Ten years ago we experienced the biggest bubble in U.S. stock market history—the Internet and technology mania that saw high-flying tech stocks selling at an excess of 100 times earnings. The aftermath was predictable: Most of these highfliers declined 80% or more, and the Nasdaq today sells at less than half the peak it reached a decade ago.

A similar bubble is expanding today that may have far more serious consequences for investors. It is in bonds, particularly U.S. Treasury bonds…

The rush into bonds has been so strong that last week the yield on 10-year Treasury Inflation-Protected Securities (TIPS) fell below 1%, where it remains today. This means that this bond, like its tech counterparts a decade ago, is currently selling at more than 100 times its projected payout…

The possibility of substantial capital losses on bonds looms large. If over the next year, 10-year interest rates, which are now 2.8%, rise to 3.15%, bondholders will suffer a capital loss equal to the current yield. If rates rise to 4% as they did last spring, the capital loss will be more than three times the current yield. Is there any doubt that interest rates will rise over the next two decades as the baby boomers retire and the enormous government entitlement programs kick into gear?

I’m sympathetic to the Jeremys’ underlying idea, but this argument is utter nonsense.

For one thing, a drop of 80% in a stock price is not in any way similar to a drop of 3% or even 9% in a bond price. And with Treasury bonds, no matter how much they cost, you’re always guaranteed to get back more money than you paid for them — all you need to do is hold them to maturity.

It’s simply untrue to say that the 10-year TIPS “is currently selling at more than 100 times its projected payout”, and it’s silly and specious to use that number to try to imply that the security looks like some latter-day Juniper Communications.
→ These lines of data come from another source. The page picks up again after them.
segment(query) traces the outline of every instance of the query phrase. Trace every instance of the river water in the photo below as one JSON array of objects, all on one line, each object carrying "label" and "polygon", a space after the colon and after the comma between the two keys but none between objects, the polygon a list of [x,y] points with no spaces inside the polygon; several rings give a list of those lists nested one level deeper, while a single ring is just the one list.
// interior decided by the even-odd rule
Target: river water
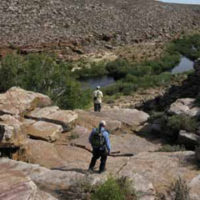
[{"label": "river water", "polygon": [[158,0],[164,3],[192,4],[200,5],[200,0]]},{"label": "river water", "polygon": [[113,77],[103,76],[80,81],[83,89],[94,89],[97,85],[105,87],[115,82]]},{"label": "river water", "polygon": [[[192,70],[194,67],[194,62],[190,59],[182,56],[178,65],[176,65],[172,70],[172,74],[183,73]],[[95,77],[89,78],[87,80],[81,80],[81,86],[83,89],[95,89],[97,85],[101,87],[105,87],[111,85],[115,82],[113,77],[103,76],[103,77]]]}]

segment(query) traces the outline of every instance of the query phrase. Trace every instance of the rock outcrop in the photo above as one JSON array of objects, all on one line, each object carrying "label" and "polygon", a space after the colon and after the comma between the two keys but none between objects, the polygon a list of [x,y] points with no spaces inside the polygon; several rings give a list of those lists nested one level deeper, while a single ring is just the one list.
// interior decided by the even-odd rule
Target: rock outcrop
[{"label": "rock outcrop", "polygon": [[0,199],[56,200],[56,198],[50,194],[41,191],[32,179],[26,176],[22,170],[11,170],[3,165],[4,164],[1,163]]},{"label": "rock outcrop", "polygon": [[10,115],[23,116],[37,107],[51,104],[48,96],[18,87],[12,87],[6,93],[0,94],[0,111]]},{"label": "rock outcrop", "polygon": [[185,114],[190,117],[197,117],[200,115],[200,107],[195,105],[194,98],[177,99],[171,104],[169,113],[176,115]]},{"label": "rock outcrop", "polygon": [[[22,97],[19,95],[22,99],[30,95],[29,91],[18,90],[23,93]],[[31,96],[34,95],[31,93]],[[19,98],[19,102],[25,100]],[[32,100],[28,100],[21,107],[11,107],[10,104],[10,112],[0,115],[0,147],[5,144],[17,146],[19,156],[13,158],[28,162],[0,158],[0,197],[2,195],[10,199],[22,195],[22,200],[61,200],[59,193],[65,191],[72,195],[72,200],[83,199],[86,194],[80,189],[82,183],[99,184],[112,174],[128,177],[139,200],[155,200],[156,191],[164,192],[166,185],[180,176],[188,183],[191,182],[192,200],[196,200],[199,186],[196,181],[198,178],[195,177],[199,170],[194,164],[195,153],[155,152],[161,147],[159,140],[147,140],[136,134],[136,130],[147,122],[148,114],[136,109],[121,108],[105,109],[100,113],[68,111],[50,106],[49,103],[32,106]],[[15,110],[17,113],[12,113]],[[106,120],[111,130],[110,140],[115,154],[108,157],[106,173],[89,174],[87,169],[92,155],[88,136],[102,119]],[[180,135],[180,140],[184,137],[186,143],[188,140],[193,142],[193,138],[183,133]],[[129,156],[120,156],[116,152]],[[98,167],[99,161],[95,172]],[[8,192],[10,188],[16,192]]]}]

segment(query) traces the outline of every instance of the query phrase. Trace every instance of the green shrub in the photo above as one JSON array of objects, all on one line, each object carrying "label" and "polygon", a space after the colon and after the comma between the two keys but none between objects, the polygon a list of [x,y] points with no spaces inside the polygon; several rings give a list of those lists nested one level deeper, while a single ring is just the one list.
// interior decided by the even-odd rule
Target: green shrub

And note the rhetorical sleight of hand that the Jeremys manage to hide in that final paragraph: they start by talking about capital losses if rates rise sharply over the course of just one year, and then say that they have no doubt that rates will rise “over the next two decades”. (They also fail to explain why retiring baby boomers mean higher interest rates: I see no evidence that countries with “enormous government entitlement programs” have higher rates than those without them.)

Treasury yields are indeed low right now, but that’s largely because the economy is weak. Most bond investors would love nothing more than for the Jeremys to be proved right and for stocks to start rising impressively as the economy recovers — even if that means losing money on their bond investments. But if the economy gets worse, having your money in safe Treasury bonds is going to help you sleep a lot better than having it in risky and volatile stocks.